Cuando se hubieron separado de los invitados y de los demás guardias, los condujo por los pasadizos y las escaleras de los esclavos hasta sus habitaciones. Había centinelas apostados en todas las esquinas del palacio.

—Esto está sucediendo demasiado a menudo, para mi gusto —dijo Draco—. Escuchad: los guardias han visto a un hombre que subía por la escalera de los esclavos hace un rato. Le han dado el alto, cuando tendrían que haber cargado contra él, y ha escapado. —El macedonio se encogió de hombros—. ¿Más veneno? ¿Iba a liquidar a vuestra esclava? ¿Quién coño lo sabe? Nunca había visto nada semejante, salvo en la corte de mi tierra.

Sátiro se detuvo ante la puerta de su habitación, súbitamente dominado por un miedo irracional, o quizá perfectamente racional, a entrar en una habitación a oscuras.

—¿Podrías hacer que alguien registre mi habitación? —preguntó.

—Ni siquiera estoy de servicio —respondió Draco con un suspiro—. ¿No puede esperar a mañana el registro?

Sátiro se volvió hacia él.

—No, no puede. Escúchame bien: alguien acaba de intentar envenenarme. Poco antes, alguien lo ha intentado con mi hermana y ha conseguido envenenar a Calisto, la esclava. Es probable que mi madre haya muerto en Panticapea, no tengo acceso a mis amigos ni a mi patrimonio, y te aseguro que ya no aguanto más. Quiero que entres en esta habitación y la registres o que avises a alguien para que lo haga. ¿Entendido?
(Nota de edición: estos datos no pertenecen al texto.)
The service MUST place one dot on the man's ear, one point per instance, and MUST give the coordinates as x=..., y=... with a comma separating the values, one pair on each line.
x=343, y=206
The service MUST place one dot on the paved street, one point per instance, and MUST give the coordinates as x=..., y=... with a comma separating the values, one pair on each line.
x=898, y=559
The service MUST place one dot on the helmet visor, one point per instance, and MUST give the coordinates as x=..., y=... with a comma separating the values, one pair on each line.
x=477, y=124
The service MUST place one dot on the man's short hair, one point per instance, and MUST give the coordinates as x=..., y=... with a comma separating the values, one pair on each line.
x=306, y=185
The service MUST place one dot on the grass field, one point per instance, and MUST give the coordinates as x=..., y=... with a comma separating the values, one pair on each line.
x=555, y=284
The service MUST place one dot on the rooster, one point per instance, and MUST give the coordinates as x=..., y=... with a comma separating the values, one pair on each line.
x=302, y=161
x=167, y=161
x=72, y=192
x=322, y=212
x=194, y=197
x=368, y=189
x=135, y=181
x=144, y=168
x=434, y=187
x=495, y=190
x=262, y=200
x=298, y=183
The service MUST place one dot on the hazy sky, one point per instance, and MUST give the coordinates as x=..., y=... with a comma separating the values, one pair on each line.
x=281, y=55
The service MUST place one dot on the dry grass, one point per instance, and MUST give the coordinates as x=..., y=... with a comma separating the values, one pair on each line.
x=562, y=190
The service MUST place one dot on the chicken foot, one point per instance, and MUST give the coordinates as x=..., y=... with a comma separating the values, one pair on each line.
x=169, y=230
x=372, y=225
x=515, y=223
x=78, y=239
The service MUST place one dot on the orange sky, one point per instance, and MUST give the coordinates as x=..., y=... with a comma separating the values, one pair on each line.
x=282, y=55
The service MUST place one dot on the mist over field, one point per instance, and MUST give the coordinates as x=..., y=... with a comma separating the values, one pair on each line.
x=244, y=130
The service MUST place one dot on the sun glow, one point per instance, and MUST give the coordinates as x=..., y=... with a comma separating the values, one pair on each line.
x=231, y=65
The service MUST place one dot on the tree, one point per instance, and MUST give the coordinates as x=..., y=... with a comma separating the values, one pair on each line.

Su voz fue estridente, y el tono cruel, y lamentó haber largado aquel discurso en cuanto lo hubo pronunciado. Draco se puso tenso.

—Sí, mi señor —dijo, con rigidez.

Hizo venir a otros dos guardias, tuvo una charla en voz baja con ellos y acto seguido, provistos de faroles, registraron la habitación, quitaron los cobertores del diván y los inspeccionaron en busca de agujas, y luego una pareja de esclavas volvieron a hacer la cama. Repitieron la operación en las estancias de Melita, apartando a Calisto, que roncaba, sin despertarla.

Cuando hubieron acabado, Sátiro intentó desagraviar a Draco.

—Lo siento —se disculpó.

Draco le dedicó una mirada desdeñosa.

—Es mi trabajo, señor. Ahora tengo que irme.

Sátiro hizo una pausa.

—Sí, así es, Draco. Lamento las molestias, pero es tu trabajo.

El hombre se marchó muy ofendido.

Filocles y Terón se reunieron con ellos en la habitación de Melita. Soltaron sus petates en el suelo y se sentaron encima. Luego Filocles fue con Sátiro a su habitación, recogieron su equipo y lo trasladaron a la habitación de su hermana.